Le ton de la contestation avait déjà été donné en septembre dernier, avec une grève générale paralysant le Port de Matadi. Les employés!avaient alors manifesté pour dénoncer un climat social détérioré et appeler à l’intervention des autorités. Une correspondance adressée à la Première ministre avait mis en lumière l’inquiétude grandissante des syndicats, qualifiant le mécontentement des employés de «préoccupant».

Dans une lettre datée du 25 septembre 2025, les syndicats avaient déjà averti des intentions de cessez-le-feu, notamment dans une précédente correspondance évoquant «l’imminence d’un arrêt de travail». Leur mécontentement visait principalement la société privée MCTC, jugée responsable de ne pas respecter les accords bilatéraux et de vouloir imposer sa volonté au gouvernement, exacerbant ainsi les tensions.

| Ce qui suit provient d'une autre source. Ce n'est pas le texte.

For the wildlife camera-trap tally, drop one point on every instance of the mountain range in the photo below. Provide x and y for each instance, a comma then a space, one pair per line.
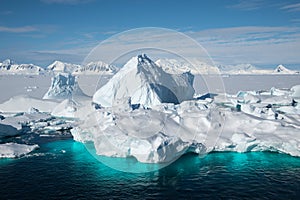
171, 66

La situation a atteint son paroxysme le 24 septembre avec le déclenchement d’une grève générale, en réponse à un projet d’extension controversé du linéaire des quais, imposé sans consultation. Le Bureau Syndical avait appelé les autorités à des mesures urgentes pour protéger les droits des travailleurs et garantir le paiement des créances de l’Onatra, estimées à 205 millions de dollars, nécessaires pour apurer les dettes sociales et relancer l’entreprise.

Les syndicats avaient également exigé la tenue d’une réunion tripartite pour réexaminer tous les contrats portuaires signés au Port de Matadi, jugés contraires à la Constitution et aux procédures internes. Cette demande s’inscrivait dans un contexte de tensions prolongées pour la gestion des quais et l’attribution de concessions portuaires à des partenaires privés, notamment DP WORLD/Matadi. En réponse à cette crise, le Bureau des Syndicats Représentatifs avait réaffirmé son soutien au mouvement et appelé à la suspension de l’occupation du quai 7 par MCTC, à l’annulation des contrats de cession des quais 8 et 9, ainsi qu’au paiement de salaires dus et des redevances au Fonds Social ONATRA. Le feu couvait depuis.